Feature selection: The majority of the features are redundant and do not carry any useful information and only increase the complexity of the system. Figure 6 illustrates 2 samples of good and weak features. As one can see from the figure, in the case of weak features, the distribution of the feature for normal and cancerous subjects are similar showing that there is no useful information in this feature and the calculated mutual information between them is zero. For the case of good features, normal and cancerous subjects have obviously different distributions showing that these features carry useful information, although small, that can improve the performance of classifiers used in the next step. To compute mutual information we use the method in [30]. We empirically found a 0.02 threshold gives us the best results. Note that we have also adopted feature selection based on mutual information empirically and after using various feature selection methods. The number of features for each dataset before and after feature selection is presented in Table 3.

E.

Feature classification: After selecting the best features, we need to classify them. For this purpose, we tried multiple machine learning algorithms such as k-NN, random forest (RF), SVM, and NN. In our study, we utilize an RF algorithm with specific parameters to enhance breast cancer detection. We construct an ensemble of 100 trees, setting the minimum number of samples required to split a node as 2. Additionally, we limit the maximum number of features considered for each tree to 5 and the maximum tree depth to 4. These parameter settings are chosen to optimize the performance of our model and improve the accuracy of breast cancer detection in our X-ray image datasets.

In our SVM classifier implementation, we utilize a linear kernel and set the regularization parameter “C” to a value of 1. The linear kernel allows us to learn a linear decision boundary, while the “C” parameter balances the trade-off between training accuracy and the complexity of the decision boundary.

In the k-NN classifier, we set k = 5, and for the NN classifier, we used two fully connected (FC) layers with a hidden layer including 96 neurons and a single-neuron classification layer. For the classification layer, we use a sigmoid activation function that classifies non-cancer cases from cancerous ones.

4. Results and Discussion

This section showcases the results obtained from the three datasets introduced in Section 2.1 using the models described in Section 2.2, as well as a combination of all datasets as illustrated in Figure 4. For each dataset, we employed k-fold cross-validation with k = 10. This means that the method was trained and tested 10 times, with 90% of the data allocated for training and 10% for testing in each iteration.

4.1. Evaluation Metrics [31]

To assess the performance of our experiments, we utilize various evaluation metrics.

True positives (TP): Instances where the predicted class and actual class are both positive. This indicates that the classifier accurately classified the instance with a positive label.
False positives (FP): Instances where the predicted class is positive but the actual class is negative. This means that the classifier incorrectly classified the instance with a positive label. In the context of breast abnormality classification, an FP response corresponds to a type I error according to statisticians. For example, it could refer to a calcification image being classified as a mass lesion or a benign mass lesion being classified as a malignant mammogram in the diagnosis.
True negatives (TN): Instances where the predicted class and actual class are both negative. This indicates that the classifier correctly classified the instance with a negative label.
False negatives (FN): Instances where the predicted class is negative but the actual class is positive. This means that the classifier incorrectly classified the instance with a negative label. In the context of breast abnormality classification, an FN response is considered a type II error. For instance, it could refer to a mass mammogram being classified as calcification or a malignant mass lesion being classified as a benign mammogram in the diagnosis. Type II errors are particularly significant in their consequences.
Accuracy: This metric represents the overall number of correctly classified instances. In the case of the abnormality classifier, accuracy signifies the correct classification of image patches containing either mass or calcification. Similarly, accuracy shows the correct classification of image patches as either malignant or benign in the pathology classifier.
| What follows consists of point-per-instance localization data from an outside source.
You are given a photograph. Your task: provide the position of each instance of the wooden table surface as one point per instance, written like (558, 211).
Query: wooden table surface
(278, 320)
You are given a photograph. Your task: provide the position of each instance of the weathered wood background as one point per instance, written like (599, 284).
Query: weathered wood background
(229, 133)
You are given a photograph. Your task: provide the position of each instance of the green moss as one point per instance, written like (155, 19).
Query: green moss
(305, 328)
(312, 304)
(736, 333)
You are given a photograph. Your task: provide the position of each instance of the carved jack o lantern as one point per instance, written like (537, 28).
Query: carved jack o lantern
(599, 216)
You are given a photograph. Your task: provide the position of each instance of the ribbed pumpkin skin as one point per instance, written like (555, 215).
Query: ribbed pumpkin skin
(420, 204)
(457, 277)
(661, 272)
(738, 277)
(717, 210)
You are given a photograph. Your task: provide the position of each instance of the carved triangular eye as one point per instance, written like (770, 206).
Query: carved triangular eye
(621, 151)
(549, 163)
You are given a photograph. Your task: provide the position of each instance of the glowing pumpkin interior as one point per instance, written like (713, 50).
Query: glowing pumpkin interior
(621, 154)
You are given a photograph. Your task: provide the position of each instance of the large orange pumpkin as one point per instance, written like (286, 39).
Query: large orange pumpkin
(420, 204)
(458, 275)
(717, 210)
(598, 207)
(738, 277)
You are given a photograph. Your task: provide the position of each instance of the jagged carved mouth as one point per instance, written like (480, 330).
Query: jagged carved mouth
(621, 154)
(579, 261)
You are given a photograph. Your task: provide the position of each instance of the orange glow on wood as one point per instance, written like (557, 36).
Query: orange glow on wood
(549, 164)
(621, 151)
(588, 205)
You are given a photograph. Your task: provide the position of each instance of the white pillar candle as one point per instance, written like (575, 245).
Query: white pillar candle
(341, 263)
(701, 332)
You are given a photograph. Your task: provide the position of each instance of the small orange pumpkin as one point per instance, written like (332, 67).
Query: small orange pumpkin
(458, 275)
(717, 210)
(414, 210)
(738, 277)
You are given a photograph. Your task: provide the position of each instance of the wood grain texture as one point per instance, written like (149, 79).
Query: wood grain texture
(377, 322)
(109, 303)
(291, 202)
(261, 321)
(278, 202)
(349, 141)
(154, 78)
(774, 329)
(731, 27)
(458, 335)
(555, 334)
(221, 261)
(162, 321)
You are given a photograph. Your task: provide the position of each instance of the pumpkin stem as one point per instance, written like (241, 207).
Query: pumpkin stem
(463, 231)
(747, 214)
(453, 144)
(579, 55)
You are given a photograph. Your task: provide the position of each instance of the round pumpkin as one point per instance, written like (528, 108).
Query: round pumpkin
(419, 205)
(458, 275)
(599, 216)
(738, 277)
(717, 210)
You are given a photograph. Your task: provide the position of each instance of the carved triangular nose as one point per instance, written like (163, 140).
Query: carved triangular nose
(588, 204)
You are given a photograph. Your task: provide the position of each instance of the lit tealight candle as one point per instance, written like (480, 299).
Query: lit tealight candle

$A c c = \frac{(T P + T N)}{(T P + T N + F P + F N)}$
Sensitivity or Recall: This metric represents the proportion of positive image patches that are correctly classified. In the abnormality type classifier, sensitivity indicates the fraction of image patches that are truly mass lesions and are correctly classified. Similarly, the abnormality pathology classifier shows the fraction of truly malignant image patches that are correctly classified. Given the significance of type II errors, this metric is valuable for evaluating performance.
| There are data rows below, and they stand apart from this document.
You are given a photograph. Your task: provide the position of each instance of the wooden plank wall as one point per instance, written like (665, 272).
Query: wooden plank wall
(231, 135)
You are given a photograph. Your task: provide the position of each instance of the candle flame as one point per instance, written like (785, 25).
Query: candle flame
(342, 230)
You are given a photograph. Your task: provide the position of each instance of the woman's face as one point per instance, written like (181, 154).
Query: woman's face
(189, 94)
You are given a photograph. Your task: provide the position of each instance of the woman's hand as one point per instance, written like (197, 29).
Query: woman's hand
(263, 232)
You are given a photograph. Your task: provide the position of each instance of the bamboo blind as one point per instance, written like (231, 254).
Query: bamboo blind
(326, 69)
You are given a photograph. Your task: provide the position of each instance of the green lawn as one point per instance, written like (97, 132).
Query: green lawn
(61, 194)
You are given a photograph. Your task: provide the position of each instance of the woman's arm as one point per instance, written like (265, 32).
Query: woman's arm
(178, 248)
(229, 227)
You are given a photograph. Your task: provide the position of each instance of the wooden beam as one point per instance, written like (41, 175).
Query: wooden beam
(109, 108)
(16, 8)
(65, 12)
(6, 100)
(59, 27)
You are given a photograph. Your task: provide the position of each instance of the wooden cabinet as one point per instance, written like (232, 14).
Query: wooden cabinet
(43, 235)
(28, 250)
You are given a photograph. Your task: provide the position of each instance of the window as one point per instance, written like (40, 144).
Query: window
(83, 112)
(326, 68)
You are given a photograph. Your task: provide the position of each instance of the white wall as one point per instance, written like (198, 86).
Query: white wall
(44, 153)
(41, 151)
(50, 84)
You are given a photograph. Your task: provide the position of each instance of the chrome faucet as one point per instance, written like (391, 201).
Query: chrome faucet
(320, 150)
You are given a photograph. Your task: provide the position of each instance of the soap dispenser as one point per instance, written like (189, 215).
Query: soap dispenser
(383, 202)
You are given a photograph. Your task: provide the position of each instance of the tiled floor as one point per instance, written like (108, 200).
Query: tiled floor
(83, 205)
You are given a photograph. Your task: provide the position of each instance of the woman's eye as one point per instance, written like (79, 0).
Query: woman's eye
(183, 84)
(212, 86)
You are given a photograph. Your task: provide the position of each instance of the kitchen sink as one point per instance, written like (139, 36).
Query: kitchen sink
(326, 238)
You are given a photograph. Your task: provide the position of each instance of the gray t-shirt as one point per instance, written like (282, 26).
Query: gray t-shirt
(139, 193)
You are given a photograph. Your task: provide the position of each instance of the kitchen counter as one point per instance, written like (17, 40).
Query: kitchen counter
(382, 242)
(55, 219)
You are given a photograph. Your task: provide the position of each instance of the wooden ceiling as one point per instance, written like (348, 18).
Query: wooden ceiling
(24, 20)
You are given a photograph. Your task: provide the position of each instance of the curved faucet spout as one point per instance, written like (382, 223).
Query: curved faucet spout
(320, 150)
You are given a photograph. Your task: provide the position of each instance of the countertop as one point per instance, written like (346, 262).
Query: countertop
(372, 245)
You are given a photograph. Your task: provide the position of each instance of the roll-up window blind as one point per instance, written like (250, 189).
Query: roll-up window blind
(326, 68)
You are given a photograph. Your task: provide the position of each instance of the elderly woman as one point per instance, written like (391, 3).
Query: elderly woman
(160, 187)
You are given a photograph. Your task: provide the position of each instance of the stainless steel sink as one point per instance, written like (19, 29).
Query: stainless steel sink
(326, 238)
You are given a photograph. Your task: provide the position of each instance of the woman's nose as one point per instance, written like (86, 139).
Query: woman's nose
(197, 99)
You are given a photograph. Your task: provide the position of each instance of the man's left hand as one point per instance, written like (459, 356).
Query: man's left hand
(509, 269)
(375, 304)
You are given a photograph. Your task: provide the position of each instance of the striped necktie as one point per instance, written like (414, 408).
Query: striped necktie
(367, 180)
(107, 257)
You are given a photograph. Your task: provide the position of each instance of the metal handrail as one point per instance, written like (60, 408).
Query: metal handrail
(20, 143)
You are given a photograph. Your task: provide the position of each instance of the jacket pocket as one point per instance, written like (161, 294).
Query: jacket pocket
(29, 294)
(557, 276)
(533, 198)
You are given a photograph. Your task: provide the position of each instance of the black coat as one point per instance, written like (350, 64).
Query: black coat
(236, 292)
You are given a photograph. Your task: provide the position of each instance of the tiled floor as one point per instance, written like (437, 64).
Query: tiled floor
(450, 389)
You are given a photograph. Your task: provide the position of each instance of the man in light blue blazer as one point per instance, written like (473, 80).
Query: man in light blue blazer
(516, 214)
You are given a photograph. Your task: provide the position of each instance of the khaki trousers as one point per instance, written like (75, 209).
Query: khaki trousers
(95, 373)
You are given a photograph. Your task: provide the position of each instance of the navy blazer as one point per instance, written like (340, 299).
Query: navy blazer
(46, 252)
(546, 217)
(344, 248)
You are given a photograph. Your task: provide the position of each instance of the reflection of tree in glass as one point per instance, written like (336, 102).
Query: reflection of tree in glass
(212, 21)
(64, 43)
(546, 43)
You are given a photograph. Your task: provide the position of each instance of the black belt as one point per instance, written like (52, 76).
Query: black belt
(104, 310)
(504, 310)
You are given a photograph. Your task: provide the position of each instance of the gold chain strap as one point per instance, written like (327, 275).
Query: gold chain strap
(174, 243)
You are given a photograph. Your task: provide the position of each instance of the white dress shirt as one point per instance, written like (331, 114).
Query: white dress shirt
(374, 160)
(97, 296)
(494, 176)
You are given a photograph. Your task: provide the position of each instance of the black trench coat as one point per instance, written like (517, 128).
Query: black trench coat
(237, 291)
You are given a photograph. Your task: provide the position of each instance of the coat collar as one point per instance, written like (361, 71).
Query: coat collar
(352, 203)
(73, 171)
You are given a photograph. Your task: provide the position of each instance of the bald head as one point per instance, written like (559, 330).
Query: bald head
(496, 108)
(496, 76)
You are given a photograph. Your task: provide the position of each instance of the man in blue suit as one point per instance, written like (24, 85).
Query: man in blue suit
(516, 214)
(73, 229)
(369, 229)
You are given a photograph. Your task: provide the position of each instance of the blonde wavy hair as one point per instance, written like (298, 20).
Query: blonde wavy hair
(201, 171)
$S n = \frac{T P}{(T P + F N)}$
Precision: This metric reflects the proportion of positive predictions that are correctly categorized. It is calculated using the following formula:

$P r = \frac{T P}{(T P + F P)}$
F1 Score: This measure combines the impact of recall and precision using the harmonic mean, giving equal penalties to extreme values. It is commonly calculated using the formula:

$F - S c o r e = \frac{(2 \times S n \times x P r)}{(S n + P r)}$

4.2. Performance Evaluation of the Proposed Model for Different Classifiers

Table 4 presents a comparison of performance metrics for different CNN models using the RSNA dataset. Among the individual CNN models, EfficientNet consistently outperforms the other models in terms of accuracy, sensitivity, precision, AUC, and F-Score. Its superior performance can be attributed to its architecture, which enables it to capture relevant features and make accurate predictions on the RSNA dataset. EfficientNet proves to be the most effective choice among the individual models for accurately classifying medical images in the RSNA dataset. From the last row of the table, one can see that the proposed concatenation scheme, significantly improves all performance metrics, for instance, the achieved accuracy is 6 percent more than the best CNN model, i.e., EfficientNet.
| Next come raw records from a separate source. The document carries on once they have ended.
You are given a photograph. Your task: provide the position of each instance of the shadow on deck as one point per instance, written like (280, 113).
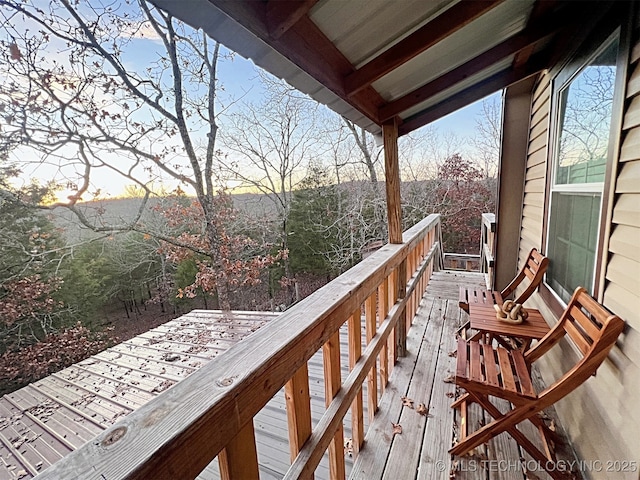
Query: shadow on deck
(45, 421)
(425, 377)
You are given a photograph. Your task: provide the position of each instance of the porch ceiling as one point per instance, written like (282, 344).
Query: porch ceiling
(376, 60)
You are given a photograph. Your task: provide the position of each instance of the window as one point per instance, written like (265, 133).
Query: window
(585, 104)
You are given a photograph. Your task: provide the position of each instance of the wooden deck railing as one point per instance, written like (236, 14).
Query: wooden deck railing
(487, 239)
(210, 413)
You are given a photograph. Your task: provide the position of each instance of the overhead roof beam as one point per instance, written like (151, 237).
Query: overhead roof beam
(524, 40)
(540, 10)
(450, 21)
(284, 14)
(472, 94)
(304, 44)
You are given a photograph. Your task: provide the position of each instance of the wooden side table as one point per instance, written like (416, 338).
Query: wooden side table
(482, 317)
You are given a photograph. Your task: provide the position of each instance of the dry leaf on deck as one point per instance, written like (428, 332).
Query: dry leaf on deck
(348, 447)
(407, 402)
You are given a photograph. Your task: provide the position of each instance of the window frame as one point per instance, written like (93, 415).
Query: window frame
(606, 32)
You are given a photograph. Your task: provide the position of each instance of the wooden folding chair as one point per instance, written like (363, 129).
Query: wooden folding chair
(484, 371)
(533, 269)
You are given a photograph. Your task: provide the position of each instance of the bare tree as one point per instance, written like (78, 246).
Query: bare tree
(77, 104)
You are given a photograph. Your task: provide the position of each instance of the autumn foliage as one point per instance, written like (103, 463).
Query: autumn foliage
(58, 350)
(242, 260)
(464, 194)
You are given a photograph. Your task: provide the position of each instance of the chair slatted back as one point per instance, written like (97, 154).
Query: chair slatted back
(589, 325)
(533, 270)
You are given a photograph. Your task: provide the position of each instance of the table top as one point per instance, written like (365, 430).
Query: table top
(483, 317)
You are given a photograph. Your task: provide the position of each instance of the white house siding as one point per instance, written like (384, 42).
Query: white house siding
(601, 417)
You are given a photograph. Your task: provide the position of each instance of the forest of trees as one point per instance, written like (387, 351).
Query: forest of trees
(75, 110)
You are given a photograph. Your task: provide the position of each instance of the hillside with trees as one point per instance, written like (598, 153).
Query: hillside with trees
(131, 94)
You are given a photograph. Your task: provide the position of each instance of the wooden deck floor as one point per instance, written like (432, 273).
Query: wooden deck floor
(421, 451)
(46, 420)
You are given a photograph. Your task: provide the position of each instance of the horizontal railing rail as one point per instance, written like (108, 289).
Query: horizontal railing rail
(462, 261)
(210, 413)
Table 5 presents a summary of the results obtained using the kNN classifier with k = 5. The findings indicate a significant decline in performance compared to the NN model. Specifically, without feature concatenation, the highest accuracy is achieved with AlexNet, which is 8 percent lower than the accuracy of the same model with the NN classifier, and 13 percent lower than the best-performing EfficientNet model with the NN classifier. Additionally, the accuracy of the concatenated model is also 14 percent lower compared to the concatenated model with the NN classifier.

Table 6 displays the results obtained from the RF classifier. It demonstrates that the accuracy of the concatenated Model is equivalent to that of the KNN classifier, but falls short compared to the NN. Among the individual models, EfficientNet exhibits the most favorable performance metrics, while mobileNetSmall exhibits the least favorable performance.

Table 7 displays the results of the proposed method using the SVM classifier. It is evident from the table that SVM exhibits the lowest accuracy among all four investigated methods. Specifically, the accuracy of the SVM-based method is 19 percent lower than that of the NN-based method. Furthermore, in comparison to the KNN and RF-based systems, the accuracy of the concatenated model decreased by 5 percent.

4.3. Comparison of the Proposed System with State-of-the-Art Methods

Based on the findings presented in Table 4, Table 5, Table 6 and Table 7, it is evident that the NN classifier achieves the highest level of performance. Therefore, we employed the suggested approach using the NN classifier as the benchmark to compare it with the existing methods.

To the best of our knowledge, the RSNA dataset has not been utilized in any previously published papers. Consequently, for the purposes of this section, we conducted a comparison of our proposed model against existing methods using the MIAS and DDSM datasets and summarized the results in Table 8.

Upon examining Table 8, it is evident that our proposed model has exhibited superior performance compared to state-of-the-art algorithms in terms of accuracy and sensitivity across both the MIAS and DDSM datasets. While the method described in [32] demonstrated slightly better precision for the MIAS dataset, our algorithm outperformed it in the remaining two performance metrics.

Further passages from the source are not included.